Rama Abu Al-Rub

Personal information
- Native name: راما ايمن جميل ابو الرب
- Full name: Rama Ayman Jameel Abo-Alrub
- Born: 8 June 2001 (age 25)
- Home town: Amman, Jordan
- Height: 172 cm (5 ft 8 in)

Sport
- Country: Jordan
- Sport: Taekwondo
- Weight class: +67 kg

Medal record
Women's taekwondo
Representing Jordan
Islamic Solidarity Games
| Bronze medal – third place | 2021 Konya | 73 kg |
| Bronze medal – third place | 2025 Riyadh | +70 kg |

= Rama Abu Al-Rub =

Jordanian taekwondo practitioner (born 2001)

Rama Abu Al-Rub (راما ايمن جميل ابو الرب, born 8 June 2001)), is a Jordanian taekwondo practitioner.

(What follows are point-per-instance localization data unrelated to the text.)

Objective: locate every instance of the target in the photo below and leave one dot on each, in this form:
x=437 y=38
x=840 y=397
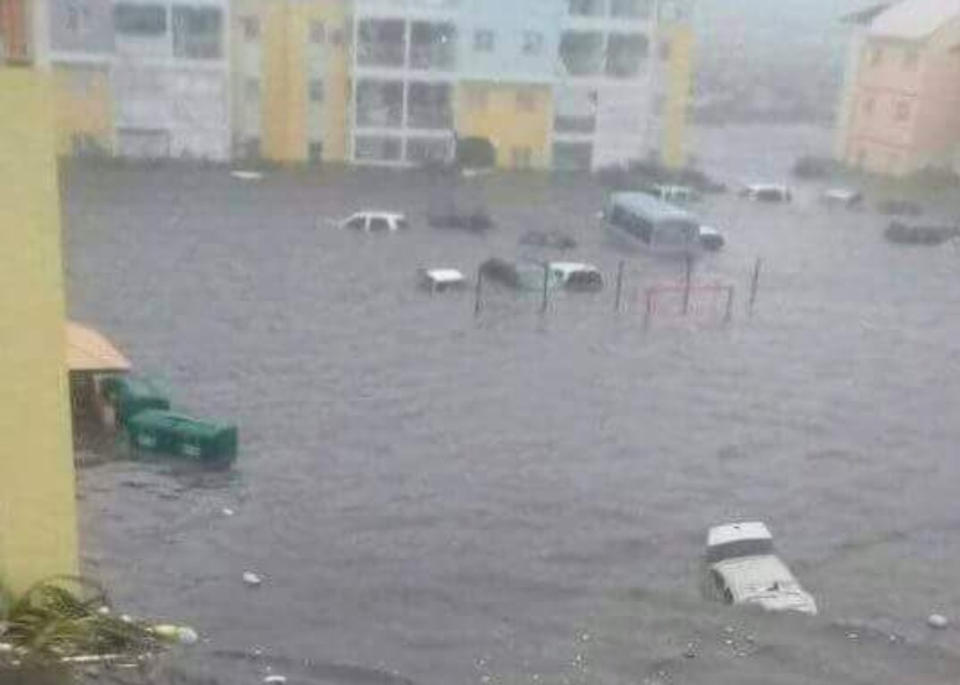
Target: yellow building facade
x=516 y=118
x=679 y=87
x=37 y=497
x=291 y=85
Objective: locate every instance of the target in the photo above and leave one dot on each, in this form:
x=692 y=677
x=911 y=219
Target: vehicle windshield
x=378 y=342
x=739 y=548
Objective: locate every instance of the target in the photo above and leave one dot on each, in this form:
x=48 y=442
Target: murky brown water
x=523 y=498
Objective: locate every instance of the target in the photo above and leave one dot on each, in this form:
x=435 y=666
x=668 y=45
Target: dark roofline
x=865 y=16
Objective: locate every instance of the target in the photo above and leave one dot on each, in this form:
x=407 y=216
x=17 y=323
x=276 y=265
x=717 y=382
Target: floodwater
x=437 y=497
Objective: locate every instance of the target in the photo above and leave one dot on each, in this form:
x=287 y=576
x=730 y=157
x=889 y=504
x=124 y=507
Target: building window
x=77 y=18
x=196 y=32
x=252 y=89
x=251 y=28
x=911 y=58
x=901 y=111
x=526 y=101
x=140 y=20
x=483 y=40
x=532 y=42
x=632 y=9
x=521 y=157
x=376 y=148
x=318 y=32
x=477 y=98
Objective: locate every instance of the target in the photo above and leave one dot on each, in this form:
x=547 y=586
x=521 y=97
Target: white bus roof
x=732 y=532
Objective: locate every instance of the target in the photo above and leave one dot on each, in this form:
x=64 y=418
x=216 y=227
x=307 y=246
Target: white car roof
x=444 y=275
x=841 y=193
x=568 y=268
x=766 y=186
x=376 y=213
x=731 y=532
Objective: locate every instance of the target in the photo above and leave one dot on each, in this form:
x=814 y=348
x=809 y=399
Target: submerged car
x=439 y=280
x=742 y=568
x=476 y=221
x=711 y=239
x=673 y=194
x=767 y=192
x=899 y=208
x=842 y=197
x=371 y=221
x=553 y=239
x=577 y=276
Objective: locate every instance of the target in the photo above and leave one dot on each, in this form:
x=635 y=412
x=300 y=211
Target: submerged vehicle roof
x=443 y=275
x=731 y=532
x=570 y=267
x=647 y=205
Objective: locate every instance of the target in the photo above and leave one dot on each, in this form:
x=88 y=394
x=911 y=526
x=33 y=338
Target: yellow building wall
x=492 y=111
x=37 y=500
x=285 y=38
x=82 y=107
x=679 y=73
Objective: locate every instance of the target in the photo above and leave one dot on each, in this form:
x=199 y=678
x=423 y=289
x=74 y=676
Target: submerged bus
x=642 y=221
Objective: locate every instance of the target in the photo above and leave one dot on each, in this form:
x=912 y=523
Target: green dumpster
x=157 y=430
x=130 y=395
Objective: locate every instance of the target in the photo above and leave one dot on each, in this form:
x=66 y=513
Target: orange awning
x=89 y=350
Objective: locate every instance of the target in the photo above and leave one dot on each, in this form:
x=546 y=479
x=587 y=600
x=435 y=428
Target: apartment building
x=141 y=78
x=569 y=84
x=290 y=72
x=900 y=109
x=405 y=72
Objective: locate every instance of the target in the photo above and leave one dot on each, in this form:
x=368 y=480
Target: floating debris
x=185 y=635
x=243 y=175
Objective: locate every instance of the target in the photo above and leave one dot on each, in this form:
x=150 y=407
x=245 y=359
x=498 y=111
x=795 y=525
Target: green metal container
x=130 y=395
x=157 y=430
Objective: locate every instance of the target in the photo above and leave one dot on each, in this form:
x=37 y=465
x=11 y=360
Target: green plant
x=66 y=617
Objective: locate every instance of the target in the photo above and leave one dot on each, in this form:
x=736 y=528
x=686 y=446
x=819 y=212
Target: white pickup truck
x=742 y=568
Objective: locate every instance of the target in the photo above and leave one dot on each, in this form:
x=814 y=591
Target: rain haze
x=604 y=342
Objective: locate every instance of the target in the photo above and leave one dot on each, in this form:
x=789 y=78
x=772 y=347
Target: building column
x=37 y=485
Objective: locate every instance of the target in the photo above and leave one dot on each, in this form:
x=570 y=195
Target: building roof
x=914 y=19
x=89 y=350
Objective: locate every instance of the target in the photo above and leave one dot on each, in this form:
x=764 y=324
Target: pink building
x=900 y=110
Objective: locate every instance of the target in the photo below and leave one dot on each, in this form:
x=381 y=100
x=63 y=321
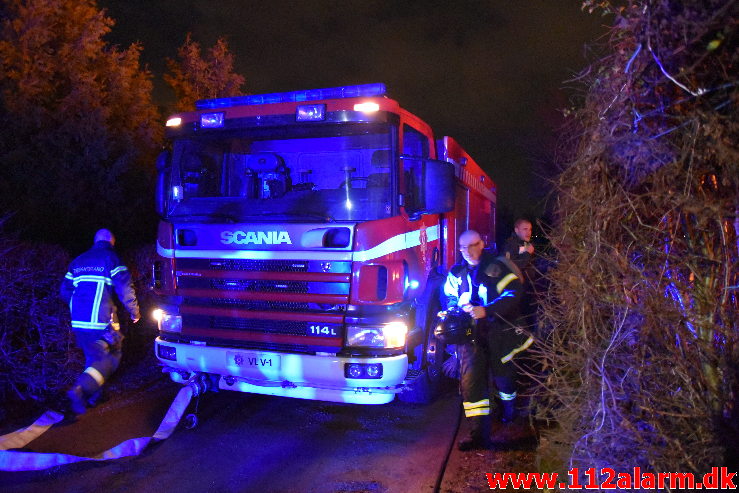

She represented Jordan at the 2024 Summer Olympics and is a two-time bronze medalist at the Islamic Solidarity Games.

==Career==
In February 2024, she competed at the 2024 Asian Qualification Tournament in Tai'an, China. She won her semifinal match and qualified to represent Jordan at the 2024 Summer Olympics. She was chosen as the flag bearer for Jordan during the opening ceremonies at the Olympics.